Bryn Seiont Hospital - Caernarfon - June 2011

Visited with NickUK


This quaint little place lies in it's own overgrown gardens off a country lane in a Caernarfon, a beautiful little town in north wales. It reminded me very much of Pool Park hospital in Denbighshire, although a little stripped, it still held some interesting features and made for a good little explore in itself.

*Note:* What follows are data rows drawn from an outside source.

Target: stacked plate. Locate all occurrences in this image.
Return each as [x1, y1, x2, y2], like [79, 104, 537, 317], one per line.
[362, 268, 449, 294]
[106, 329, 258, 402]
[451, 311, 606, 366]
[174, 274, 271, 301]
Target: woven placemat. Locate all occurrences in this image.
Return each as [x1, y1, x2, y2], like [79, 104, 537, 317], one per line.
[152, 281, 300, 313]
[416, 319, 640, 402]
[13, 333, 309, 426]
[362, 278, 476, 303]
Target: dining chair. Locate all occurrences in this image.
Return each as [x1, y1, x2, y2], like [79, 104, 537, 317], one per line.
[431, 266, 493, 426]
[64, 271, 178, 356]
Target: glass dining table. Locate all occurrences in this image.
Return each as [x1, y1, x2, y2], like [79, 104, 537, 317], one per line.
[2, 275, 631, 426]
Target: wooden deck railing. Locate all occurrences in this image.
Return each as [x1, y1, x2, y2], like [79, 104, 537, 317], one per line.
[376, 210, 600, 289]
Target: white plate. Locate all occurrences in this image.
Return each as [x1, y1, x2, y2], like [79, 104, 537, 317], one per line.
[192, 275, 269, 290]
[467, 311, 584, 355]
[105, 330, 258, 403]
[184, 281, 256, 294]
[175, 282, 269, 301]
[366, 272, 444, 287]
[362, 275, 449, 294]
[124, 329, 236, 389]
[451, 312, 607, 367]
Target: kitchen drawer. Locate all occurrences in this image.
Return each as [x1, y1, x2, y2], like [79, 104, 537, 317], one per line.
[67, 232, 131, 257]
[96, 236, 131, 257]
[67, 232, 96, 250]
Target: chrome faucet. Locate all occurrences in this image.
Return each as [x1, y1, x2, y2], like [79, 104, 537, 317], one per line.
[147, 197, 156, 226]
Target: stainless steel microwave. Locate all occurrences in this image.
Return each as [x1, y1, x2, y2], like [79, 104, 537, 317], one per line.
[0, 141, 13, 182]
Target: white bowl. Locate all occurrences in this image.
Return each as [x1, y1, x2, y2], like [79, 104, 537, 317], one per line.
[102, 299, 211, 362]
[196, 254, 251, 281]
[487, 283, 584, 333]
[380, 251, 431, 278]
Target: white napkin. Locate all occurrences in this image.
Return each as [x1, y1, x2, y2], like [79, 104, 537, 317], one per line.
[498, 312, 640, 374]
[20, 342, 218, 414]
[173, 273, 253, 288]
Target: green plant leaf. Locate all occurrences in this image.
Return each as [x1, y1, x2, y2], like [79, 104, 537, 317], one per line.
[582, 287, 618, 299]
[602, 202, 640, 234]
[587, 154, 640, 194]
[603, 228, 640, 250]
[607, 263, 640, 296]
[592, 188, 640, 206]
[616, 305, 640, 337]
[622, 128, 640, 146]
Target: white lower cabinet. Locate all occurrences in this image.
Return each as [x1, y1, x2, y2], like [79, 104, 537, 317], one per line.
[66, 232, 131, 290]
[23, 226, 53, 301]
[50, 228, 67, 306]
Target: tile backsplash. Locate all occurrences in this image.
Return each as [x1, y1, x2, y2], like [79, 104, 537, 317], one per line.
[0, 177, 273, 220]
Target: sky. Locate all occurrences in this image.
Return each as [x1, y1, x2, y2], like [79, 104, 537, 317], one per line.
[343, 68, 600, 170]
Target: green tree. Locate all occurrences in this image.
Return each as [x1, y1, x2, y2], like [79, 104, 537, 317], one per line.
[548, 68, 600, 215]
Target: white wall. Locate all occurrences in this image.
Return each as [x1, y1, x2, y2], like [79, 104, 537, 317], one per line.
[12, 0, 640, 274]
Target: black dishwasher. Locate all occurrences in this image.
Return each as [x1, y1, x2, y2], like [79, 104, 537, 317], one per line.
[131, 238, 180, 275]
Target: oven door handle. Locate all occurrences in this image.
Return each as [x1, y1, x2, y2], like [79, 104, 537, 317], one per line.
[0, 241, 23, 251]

What's that through the trees?

History repeats...

Bryn Seiont Hospital was formed in 1914 as a sanatorium.
It was managed by the Caernarfon and Anglesey Hospital Management Committee since the 1948 NHS Act and treated patients with tuberculosis, which was a scourge of quarrymen in the Caernarfon district during the 1930s.
Following a local government reorganisation in 1974 the site fell under the control of Gwynedd District Health Authority, and then North West Wales NHS Trust from 1999.
Bryn Seiont later became a hospital offering palliative care by Macmillan nurses for cancer patients and then a centre used by the Blood Transfusion Service and a base for ambulances.

In the 1990s, however, the health authority decided it was “unsuitable for modern inpatient healthcare” and it eventually closed in 2004 despite local opposition, with services moved to Ysbyty Eryri nearby.
It had approx 33 beds and suffered at the hands of arsonists only last month.